Die Generalbundesanwaltschaft wirft den Angeklagten vor: "als Mitglieder oder Unterstützer zu einer spätestens Ende 2017/Anfang 2018 in und um Leipzig gegründeten Vereinigung gehört zu haben, deren Mitglieder eine militante linksextremistische Ideologie teilten. Dies habe insbesondere die Ablehnung des bestehenden demokratischen Rechtsstaats, des Grundrechts auf freie Meinungsäußerung sowie des staatlichen Gewaltmonopols eingeschlossen." Verhandelt werden - unter Anderem - gefährliche Körperverletzung, versuchter Mord und der Diebstahl mit Waffen.
Gewalttätige Auseinandersetzungen zwischen Autonomen und der Polizei bei Protesten gegen die Verurteilung von Lina E. am 3. Juni 2023 in Leipzig - Screenshot: interpool.tv. All Rights Reserved
26.09.2025
Fünf Jahre Haft. Wegen gefährlicher Körperverletzung und Mitgliedschaft in einer kriminellen Vereinigung. Mit diesem Urteil gegen die 30jährige Kunststudentin Hanna S. ging am Freitag Mittag der monatelange Prozeß vor dem Oberlandesgericht in München zu Ende. Damit blieb Richter Dr. Philipp Stoll deutlich unter den neun Jahren, die die Bundesanwaltschaft gefordert hatte. Aber auch erheblich über dem "Freispruch", den ihre Verteidiger wollten. Medienberichten zu Folge sprach der Vorsitzende Richter in seinem Plädoyer von einer "Menschenjagd", die es im Februar 2023 in Budapest gegeben haben soll. Und: "Es gibt keine gute politische Gewalt". Bei den Überfällen auf vermeintliche und reale Rechtsextremisten wäre Hanna S. in mindestens zwei Fällen beteiligt gewesen. Das Urteil ist bisher allerdings noch nicht rechtskräftig.
Unterdessen berichtet 'tagesschau exklusiv' über ein in Kürze anstehendes sogenanntes 'Mammutverfahren' zum gleichen Themenkomplex - Prozeß gegen Linksextreme bereits im November? Dann soll in Dresden - der mutmassliche Kopf der militanten Bande(n) mit Schwerpunkt Leipzig - Johann G. vor Gericht stehen. Er galt lange Zeit als 'Verlobter' von Lina E. Die aus Kassel stammende mittlerweile 30jährige wurde am 31. Mai 2023 zu fünf Jahren und drei Monaten Haft verurteilt. Momentan sitzt sie ihre Strafe ab. Der neue Prozeß, der ebenfalls vor dem Oberlandesgericht im Dresdener Norden stattfinden soll, soll - so berichten die in dieser Sache gewöhnlich gut informierten Autoren vom Mitteldeutschen Rundfunk (mdr) - mehr als 130 Prozeßtage lang andauern und bis in das Jahr 2027 hinein gehen.

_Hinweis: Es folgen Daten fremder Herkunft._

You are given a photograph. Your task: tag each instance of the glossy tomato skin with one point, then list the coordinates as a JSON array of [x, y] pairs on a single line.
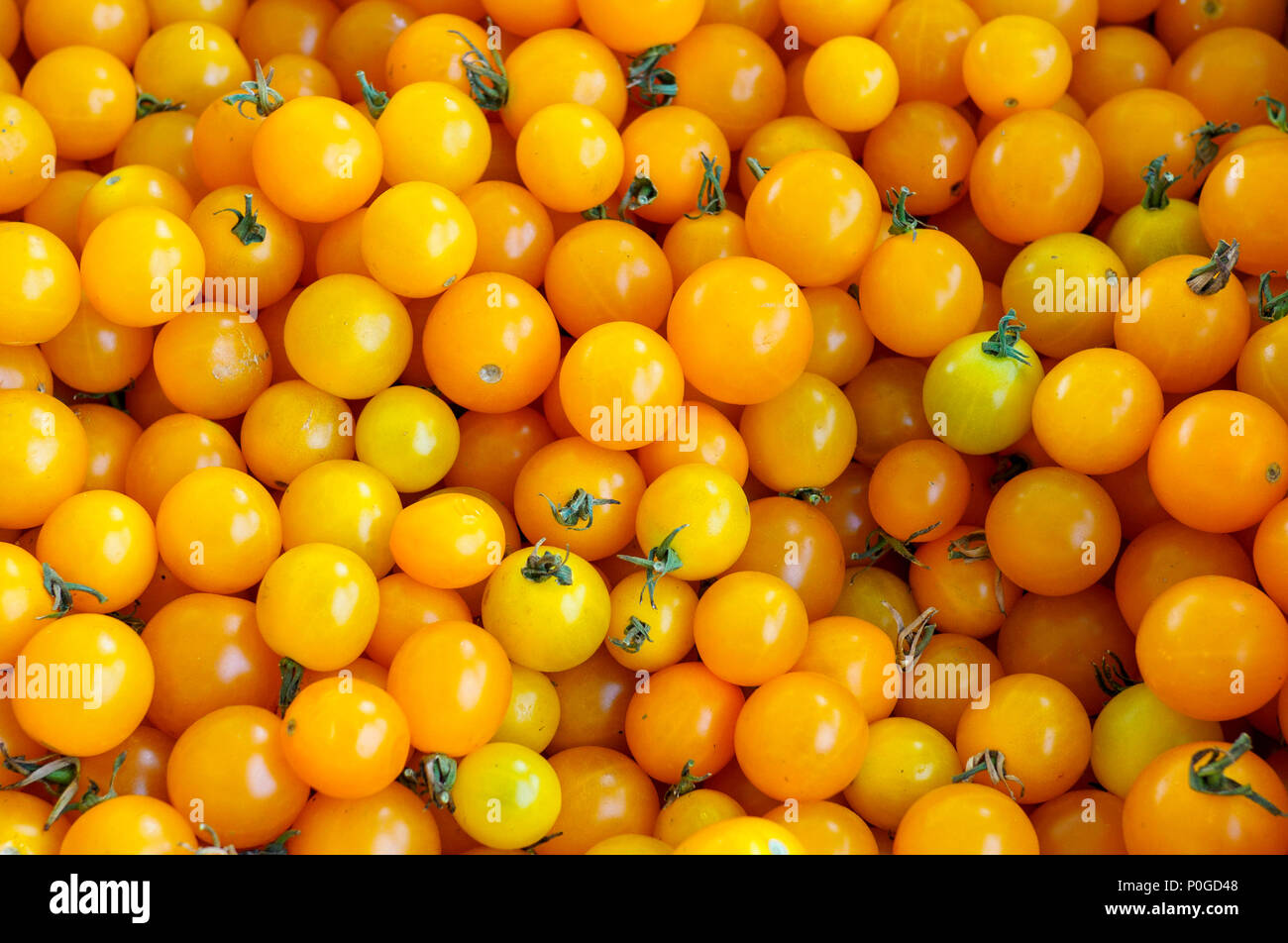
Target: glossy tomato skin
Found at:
[[603, 793], [1218, 462], [742, 835], [1164, 814], [39, 275], [965, 818], [1205, 631], [747, 312], [231, 773], [346, 737], [815, 217], [1052, 531], [978, 402], [106, 695], [781, 731], [1035, 174], [189, 639], [130, 824], [445, 715], [393, 821], [1132, 729], [519, 783], [906, 759]]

Proteste gegen die Verurteilung von Lina E. am 3. Juni 2023 in Leipzig - Screenshot: interpool.tv. All Rights Reserved.
15.09.2025
Eine Woche nach der Bundesanwaltschaft haben nun auch die beiden Verteidiger ihre Plädoyer vor dem Münchener Landgericht gehalten. Wenig überraschend: Anwälte fordern Freispruch für Hanna S. Das Urteil wird für Freitag, den 26. September 2025 gegen 13 Uhr erwartet.
08.09.2025
Bundesanwaltschaft fordert neun Jahre Haft für Hanna S. Im Münchener Verfahren gegen die 30jahrige Studentin aus Nürnberg hat der Staat sein Plädoyer gehalten. Er geht von versuchtem Mord, gefährliche Körperverletzung und die Mitgliedschaft in einer kriminellen Vereinigung aus. Beschreibt Einzelheiten ihres Handeln im Feburar 2023 in Budapest. Demnach soll sie auf dem Arm eines - mutmasslichen - Rechtsextremisten gesessen haben. Als mehrere andere Menschen ihn schlugen und misshandelten. Prozeßbeobachter berichten derweil, dass die Ermittler einen klaren Cut zwischen den Gruppe(n) um Lina E. und den 'Aktivisten' aus Budapest machen. Unterdessen wurden auch die nächsten Prozeßtermine gegen 'Maja T.' vor dem Budapester Staatsgericht bekannt: 22., 26. und 29. September sowie 2. und 8. Oktober 2025. Auch ihr wird die Beteiligung an militanten Übergriffen auf Andersdenkende in Ungarn vorgeworfen.
08.07.2025
Neue Details. Zum Beispiel zu den Überfällen auf Bekleidungsgeschäfte der Marke 'Thor Steinar' in Erfurt, Schwerin, Magdeburg und Halle an der Saale. Laut der aktuellen Pressemitteilung der Generalbundesanwaltschaft - zum geplanten neuen Verfahren gegen sechs Autonome - sollen diese gleichzeitig am Samstag, den 23. April 2022 erfolgt sein. Emilie D. - eine damals gerade 20jährige - soll dabei in dem Laden in Erfurt die Verkäuferin zu Boden gerissen und ihr Faustschläge gegen Kopf und Oberkörper gegeben haben. "Eine Mittäterin schlug mindestens zwanzigmal mit einem Teleskopschlagstock auf die am Boden liegende Geschädigte ein." So führt es die Generalbundesanwaltschaft in ihrer Pressemitteilung weiter aus. Von anderen wurde Buttersäure und Pfefferspray versprüht. Der Überfall wurde von einer Kamera des Ladens im Video festgehalten. Darin ist auch der Einsatz von Bitumen zu sehen. Emilie D. - die später mit dem mutmasslichen Kopf der militanten linken Bande(n) Johann G. liiert gewesen sein soll - werden noch weitere Überfälle vorgeworfen. So am 12. Januar 2023 in Erfurt sowie in der Zeit zwischen dem 9. und 11. Februar 2023 in Budapest.
04.07.2025
Der - gewöhnlich in dieser Sache gut informierte - Mitteldeutsche Rundfunk (mdr) berichtet von einem neuen bevorstehenden Verfahren. Bundesanwaltschaft - Weitere Anklagen gegen mutmassliche Linksextremisten. Auch hier geht es um die Bildung einer linksextremen kriminellen Vereinigung. Auch hier lautet der Vorwurf gefährliche Körperverletzung. In zwei Fällen - so berichtet der mdr - gar auf versuchter Mord. Der Prozeß soll diesmal vor dem Oberlandesgericht in Düsseldorf stattfinden. 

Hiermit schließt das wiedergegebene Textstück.